The method of MLHE allows to determine changes in the dynamics of financial time series, characterized by strong amplitude motions of the series. Let the amplitude of the MLHE be determined by the difference between the maximum and minimum.

Definition 1. We call the MLHE signal the amplitude of the MLHE exceeding a certain threshold value $s,$ the value of which is determined by numerical experiment. We will assume that the signal appears at the maximum ${t}_{s}$ of the amplitude of the MLHE. The point in time, in which a large motion of the time series begins, will be called the critical point of the time series.

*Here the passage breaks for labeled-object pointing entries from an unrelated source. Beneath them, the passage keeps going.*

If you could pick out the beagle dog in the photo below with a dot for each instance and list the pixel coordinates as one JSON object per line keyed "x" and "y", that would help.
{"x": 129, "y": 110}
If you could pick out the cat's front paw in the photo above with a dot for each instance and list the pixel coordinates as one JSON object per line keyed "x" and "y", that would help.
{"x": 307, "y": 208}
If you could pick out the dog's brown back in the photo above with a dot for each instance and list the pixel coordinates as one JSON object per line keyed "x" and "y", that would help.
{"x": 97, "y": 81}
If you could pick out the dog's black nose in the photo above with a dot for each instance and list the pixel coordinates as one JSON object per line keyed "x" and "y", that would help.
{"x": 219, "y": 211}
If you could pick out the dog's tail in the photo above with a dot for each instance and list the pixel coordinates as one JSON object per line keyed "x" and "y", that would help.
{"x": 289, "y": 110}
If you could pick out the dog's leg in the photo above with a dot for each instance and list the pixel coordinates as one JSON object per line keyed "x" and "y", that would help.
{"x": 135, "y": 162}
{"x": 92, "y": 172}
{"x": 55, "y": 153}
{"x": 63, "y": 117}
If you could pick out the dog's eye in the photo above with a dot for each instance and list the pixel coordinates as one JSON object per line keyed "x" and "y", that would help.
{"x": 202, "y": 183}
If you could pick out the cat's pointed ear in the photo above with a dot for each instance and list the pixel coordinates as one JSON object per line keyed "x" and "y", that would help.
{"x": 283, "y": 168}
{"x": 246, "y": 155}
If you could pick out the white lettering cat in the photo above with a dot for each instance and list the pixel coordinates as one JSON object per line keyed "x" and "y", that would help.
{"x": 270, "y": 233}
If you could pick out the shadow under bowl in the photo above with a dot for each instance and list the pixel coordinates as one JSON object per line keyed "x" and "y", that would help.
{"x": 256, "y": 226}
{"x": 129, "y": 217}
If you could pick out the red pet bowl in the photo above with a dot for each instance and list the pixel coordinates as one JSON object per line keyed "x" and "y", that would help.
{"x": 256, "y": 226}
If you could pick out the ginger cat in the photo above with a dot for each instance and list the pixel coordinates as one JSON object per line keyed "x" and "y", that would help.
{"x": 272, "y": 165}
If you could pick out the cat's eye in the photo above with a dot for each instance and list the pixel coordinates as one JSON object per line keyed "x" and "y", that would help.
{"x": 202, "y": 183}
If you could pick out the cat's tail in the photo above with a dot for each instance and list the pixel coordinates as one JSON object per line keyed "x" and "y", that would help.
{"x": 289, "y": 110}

An important step in calculating the statistics of the MLHE method is the definition of the term "movement of the financial time series". Obviously, depending on what definition to adopt, different results will be obtained. For objectivity and greater coverage of possible ways of applying the method of MLHE in this paper, it is proposed to use several variants of such definitions at once and to count statistics according to each of the definitions separately. Also in options trading often rely on the value of volatility at each point in time, as its change leads to a change in the value of the option. Therefore, it is reasonable to make calculations regarding volatility. Below are the definitions used in calculating statistics. We introduce the main definitions:

Definition 2. We define the motion $∆H\left(\epsilon \right)$ of a time series over a certain time interval $\epsilon$ as the difference between the values of the final and the first points of this interval.

Definition 2.1. We define a large (significant) motion $∆H\left(\epsilon \right)$ in a certain time interval $\epsilon$ as a motion (see definition 2) whose value exceeds the mean value of motion on the same time interval for a given time series.

Definition 2.2. We define a large (significant) motion $∆H\left(\epsilon \right)$ as a motion (see definition 2) whose magnitude exceeds the median value of the motion for a given time series.

Definition 2.3. We define a large (significant) motion $∆H\left(\epsilon \right)$ of a time series in a certain time interval $\epsilon$ as the maximum difference of values (in modulus) between points inside the interval $\epsilon$ and the first point of the interval.

Definition 3.1. We define a large (significant) motion of a time series as a motion $∆H\left(\epsilon \right)$, the value of which exceeds the mean value of motion for a given time series.

Definition 3.2. We define a large (significant) motion as a motion $∆H\left(\epsilon \right)$ whose value exceeds the median value of the motion for a given time series.

Definition 4. We determine the volatility $V$ of the time series over a certain time interval $\epsilon$ as the standard deviation of the logarithmic increment of the instrument $X$ under study on the interval $\epsilon$ (1).

Definition 4.1. We define large (significant) volatility as volatility, the value of which exceeds the average value of volatility for a given time series:

$V=\sqrt{\frac{1}{1-e}\stackrel{s}{\underset{i=1}{\sum }}{\left(\mathrm{l}\mathrm{n}\frac{{X}_{i}}{{X}_{i-1}}-\left(\mathrm{l}\mathrm{n}\frac{{X}_{i}}{{X}_{i-1}}\right)\right)}^{2}}$(1)

Where $〈\mathrm{l}\mathrm{n}\frac{{X}_{i}}{{X}_{i-1}}〉$ this averaged over all values of the series $\mathrm{l}\mathrm{n}\frac{{X}_{i}}{{X}_{i-1}}$

Definition 5. Let us determine the average value of the motion $∆H\left(\epsilon \right)$ by the formula:

$〈∆H〉=\frac{1}{n\left(e\right)}\stackrel{n\left(s\right)}{\underset{i=1}{\sum }}∆H\left({e}_{i}\right)$ (2)

where ${\epsilon }_{i}$ are disjoint time intervals of equal length $\epsilon$, and $n\left(\epsilon \right)=⌈\frac{N}{\epsilon }⌉$ this is the number of intervals divided by the time series, $N$ this is the length of the time series. Here $⌈\frac{N}{\epsilon }⌉$is the integer part of the number $\frac{N}{\epsilon }$.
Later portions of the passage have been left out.